Per esempio la Cruna DeLago 2011,  falanghina in purezza che esce sempre in ritardo rispetto alla “base”, ha bellissime note di idrocarburi , una freschezza sorprendente, mentre la 2008 è sapida, stuzzicante, molto equilibrata e ancora giovanissima. Questi due vini daranno per tutto l’arco del pranzo delle continue e bellissime sorprese, cambiando spesso note aromatiche ma mantenendo e anzi approfondendo la loro complessità. Invece l’ultima annata, la 2016, è ancora un po’ “imbalsamata” ma piena di potenza e promesse, giovanissima. Tre vini che dimostrano cosa la falanghina possa dare.

Sul versante Piedirosso, il Vigna Madre 2011 sembra proprio un pinot nero di ottimo livello, anche e soprattutto nella vellutata componente tannica, mentre il 2013 per adesso è di una giovinezza impressionante e insiste su intensi aromi fruttati. Molto buono il Piedirosso (“base”) 2016 che mostra le classiche note pepate e speziate accanto ad una freschezza stimolante.

Ma il bello della degustazione dei vini della Sibilla  è stato che è continuata per pranzo e che pranzo! Sembrava di una semplicità unica ma è servito a farci capire i sapori e gli odori della loro campagna: siamo partiti con una verza ripiena di verdura, poi tagliatelle con i piselli freschi, uno strabiliante coniglio in umido concludendo con  formaggi giovani e fave fresche.

Aldilà della bonta dei piatti di mamma Di Meo la cosa bellissima è stato notare come sia le falanghina più vecchie, sia i piedirosso più maturi, fossero perfetti con tutti i piatti. Forse un sommelier mi vorrà smentire ma i vini, vuoi per sapidità e giusta freschezza, vuoi per corpo elegante e non invadente, riuscivano sempre a sposarsi  con le caratteristiche delle materie prime o dei piatti.

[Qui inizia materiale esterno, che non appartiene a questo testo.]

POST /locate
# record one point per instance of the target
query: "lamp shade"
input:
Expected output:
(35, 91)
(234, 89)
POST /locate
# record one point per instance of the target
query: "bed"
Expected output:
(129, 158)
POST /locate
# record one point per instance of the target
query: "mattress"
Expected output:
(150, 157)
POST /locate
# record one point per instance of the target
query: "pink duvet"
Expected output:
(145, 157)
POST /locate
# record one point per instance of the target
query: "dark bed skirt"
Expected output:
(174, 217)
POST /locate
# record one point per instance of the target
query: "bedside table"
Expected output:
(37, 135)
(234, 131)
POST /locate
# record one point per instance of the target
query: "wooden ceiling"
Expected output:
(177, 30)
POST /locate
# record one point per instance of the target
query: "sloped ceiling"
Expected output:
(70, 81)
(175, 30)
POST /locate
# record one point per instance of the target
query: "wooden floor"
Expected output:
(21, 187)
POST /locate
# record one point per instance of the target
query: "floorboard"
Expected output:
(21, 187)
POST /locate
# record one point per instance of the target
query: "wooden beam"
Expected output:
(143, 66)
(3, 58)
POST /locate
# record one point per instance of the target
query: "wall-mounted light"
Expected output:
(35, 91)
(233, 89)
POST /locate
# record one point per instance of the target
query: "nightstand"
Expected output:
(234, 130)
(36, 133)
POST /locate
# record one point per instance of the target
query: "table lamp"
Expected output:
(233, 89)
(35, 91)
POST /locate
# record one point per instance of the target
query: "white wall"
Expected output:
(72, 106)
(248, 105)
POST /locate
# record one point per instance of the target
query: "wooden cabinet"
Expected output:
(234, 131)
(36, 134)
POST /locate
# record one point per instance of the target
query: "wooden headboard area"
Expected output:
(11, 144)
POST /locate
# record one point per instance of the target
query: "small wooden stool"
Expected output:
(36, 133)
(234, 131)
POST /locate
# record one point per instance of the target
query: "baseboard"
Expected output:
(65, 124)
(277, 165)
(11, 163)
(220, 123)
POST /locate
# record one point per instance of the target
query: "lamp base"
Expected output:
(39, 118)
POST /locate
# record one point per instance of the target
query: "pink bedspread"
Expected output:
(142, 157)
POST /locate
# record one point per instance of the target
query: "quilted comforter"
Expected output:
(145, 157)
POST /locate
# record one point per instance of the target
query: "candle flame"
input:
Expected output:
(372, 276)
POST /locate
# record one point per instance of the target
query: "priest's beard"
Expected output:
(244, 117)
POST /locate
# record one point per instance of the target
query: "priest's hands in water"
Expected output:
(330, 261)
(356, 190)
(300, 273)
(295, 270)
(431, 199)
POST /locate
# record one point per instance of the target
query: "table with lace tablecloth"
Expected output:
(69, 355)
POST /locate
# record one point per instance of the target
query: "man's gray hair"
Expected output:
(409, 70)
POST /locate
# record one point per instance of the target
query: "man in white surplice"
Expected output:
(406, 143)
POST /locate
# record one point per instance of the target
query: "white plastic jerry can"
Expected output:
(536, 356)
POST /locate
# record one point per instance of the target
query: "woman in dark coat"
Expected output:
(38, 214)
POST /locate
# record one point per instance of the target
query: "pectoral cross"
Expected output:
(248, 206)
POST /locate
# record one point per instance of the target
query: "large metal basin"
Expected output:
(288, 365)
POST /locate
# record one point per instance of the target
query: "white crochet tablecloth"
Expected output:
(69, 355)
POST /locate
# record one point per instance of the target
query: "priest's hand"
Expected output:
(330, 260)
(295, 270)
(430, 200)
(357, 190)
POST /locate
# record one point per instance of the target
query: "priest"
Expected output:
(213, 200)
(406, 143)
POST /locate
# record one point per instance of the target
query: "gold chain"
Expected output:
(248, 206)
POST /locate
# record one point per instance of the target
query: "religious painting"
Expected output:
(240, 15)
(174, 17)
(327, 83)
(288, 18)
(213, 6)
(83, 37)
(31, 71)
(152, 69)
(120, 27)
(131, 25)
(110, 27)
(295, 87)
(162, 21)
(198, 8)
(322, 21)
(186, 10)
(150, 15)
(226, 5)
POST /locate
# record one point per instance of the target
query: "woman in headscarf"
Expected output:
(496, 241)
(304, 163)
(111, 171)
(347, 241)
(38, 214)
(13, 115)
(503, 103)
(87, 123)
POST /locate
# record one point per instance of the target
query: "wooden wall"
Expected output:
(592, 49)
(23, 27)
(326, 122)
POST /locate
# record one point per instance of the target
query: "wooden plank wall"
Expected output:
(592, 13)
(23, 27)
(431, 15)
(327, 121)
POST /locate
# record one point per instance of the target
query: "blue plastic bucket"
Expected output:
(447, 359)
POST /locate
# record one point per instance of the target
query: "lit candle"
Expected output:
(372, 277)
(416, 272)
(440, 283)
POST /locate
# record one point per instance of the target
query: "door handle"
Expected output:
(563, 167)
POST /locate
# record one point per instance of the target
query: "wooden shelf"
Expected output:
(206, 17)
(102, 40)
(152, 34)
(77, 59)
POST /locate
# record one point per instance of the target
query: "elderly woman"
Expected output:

I vini non sono migliorati “grazie al cibo” ma si sono incontrati ed hanno creato un amalgama che fa riflettere su quanto sia importante fare vini come questi, nati per essere goduti a tavola con piatti estremamente diversi, ma perfettamente a loro agio nel tempo in degustazioni professionali.

Date retta a me, la Sibilla, più che ascoltarla, gustatela!

Carlo Macchi

Sono entrato nel campo (appena seminato) dell’enogastronomia nell’anno di grazia 1987. Ho collaborato con le più importanti guide e riviste italiane del settore e, visto che non c’è limite al peggio, anche con qualcuna estera. Faccio parte di quel gruppo di italiani che non si sente realizzato se non ha scritto qualche libro o non ha creato una nuova guida sui vini. Purtroppo sono andato oltre, essendo stato tra i creatori di una trasmissione televisiva sul vino e sul cibo divenuta sicuramente la causa del fallimento di una nota rete nazionale. Riconosco di capire molto poco di vino, per questo ho partecipato a corsi e master ai quattro angoli del mondo tra cui quello per Master of Wine, naturalmente senza riuscire a superarlo. Winesurf è, da più di dieci anni, l’ultima spiaggia: dopo c’è solo Master Chef.